Francis T. Eck Exhibition Corridor

Sterling Nesbitt, project lead

Jonathan Bradley, Max Ofsa, Michelle Stocker, Phyllis Newbill, Scott Fralin, Thomas Tucker, and Todd Ogle

Although inspiring, the public interaction between a skeleton of an extinct animal is largely passive, even with associated museum exhibit information panels. This project is a "living exhibit," created from a skeleton of extinct animals by digitizing a skeleton of an important dinosaur relative and creating a unique interactive learning environment through a combination of the latest paleontological information, augmented reality (AR), and interactive information.

 A projection mapping project highlighting invasive plant species in our area. Projectors are aimed on a tree with other equipment nearby.

Invasive Exegesis

Francis T. Eck Exhibition Corridor

David Franusich and Jacob Barney

Invasive Exegesis is an in-progress multi-sensory art installation to illuminate the socioecological impacts of invasive plant species in Appalachia, exploring both the connection between people and invasive plants and the consequences of the unchecked spread of these species.

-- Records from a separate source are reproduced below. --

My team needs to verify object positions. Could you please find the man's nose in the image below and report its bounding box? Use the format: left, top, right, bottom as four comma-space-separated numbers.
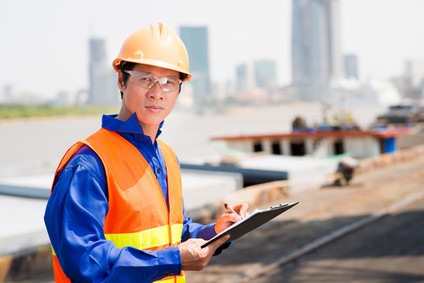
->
149, 81, 163, 99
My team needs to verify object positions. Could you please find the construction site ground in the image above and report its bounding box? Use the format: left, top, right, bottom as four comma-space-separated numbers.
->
187, 149, 424, 283
6, 148, 424, 283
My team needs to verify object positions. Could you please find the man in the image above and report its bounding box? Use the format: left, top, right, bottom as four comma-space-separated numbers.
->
44, 24, 247, 283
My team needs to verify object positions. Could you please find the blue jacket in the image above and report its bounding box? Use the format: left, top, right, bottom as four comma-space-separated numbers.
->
44, 115, 216, 282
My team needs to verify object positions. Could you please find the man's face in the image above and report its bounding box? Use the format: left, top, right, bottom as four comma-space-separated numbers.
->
118, 64, 179, 129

As part of the first phase of the project, an implementation of the Cellular Automata model was projected onto three invasive species in-situ: Tree of Heaven, Ailanthus altissima; Japanese Barberry, Berberis thunbergii; and the Callery (Bradford) pear, Pyrus calleryana. The second phase will use the documentation of the projections (seen here) as part of a mobile art installation to help educate the public about invasive plants in our region. This project was funded in part by the Center for Communicating Science.

 Two people wear white body suits and homemade opossum masks. One pushes a wheelbarrow, while the other sits in it, reading a book. They are in a wooded, leaf-strewn area. Overlaid on the image is blue mathematical-looking symbols.

The Story of Dirk and Chip: Sir Teddy Ruxpin's Revenge

Francis T. Eck Exhibition Corridor

Eric Shoenborn and Caleb Flood

The Story of Dirk and Chip is an award-winning film series about two young innovative opossums from the holler of Brush Mountain in Blacksburg. In this collage of footage from the second installment of the project, we see two animatronic opossums from the future who travel back in time to ask the original innovators some questions about their origins. They discover that their creator, Teddy Ruxpin, was ritually invented by the original Dirk and Chip and deemed an abomination after several talks that he gave, which radicalized the forest inhabitants. Made possible with funding from the Institute for Creativity and Technology (ICAT).

Header Image:
David Franusich and Jacob Barney
Invasive Exegesis, 2014-2024
Video and audio
Courtesy of the artists

This year, Virginia Tech marks its 150th year with an ongoing celebration of its impact and engagement. The arts are woven throughout the university's history and are a critically important part of its future. This event is part of a range of special performances, exhibitions, and experiences happening throughout the month of April that demonstrate the incredible value the arts and creative experiences have at Virginia Tech.

 Virginia Tech's sesquicentennial logo, a maroom 150 in a serif font with an orange ribbon coming out of the zero, that reads 1872-2022 in white text.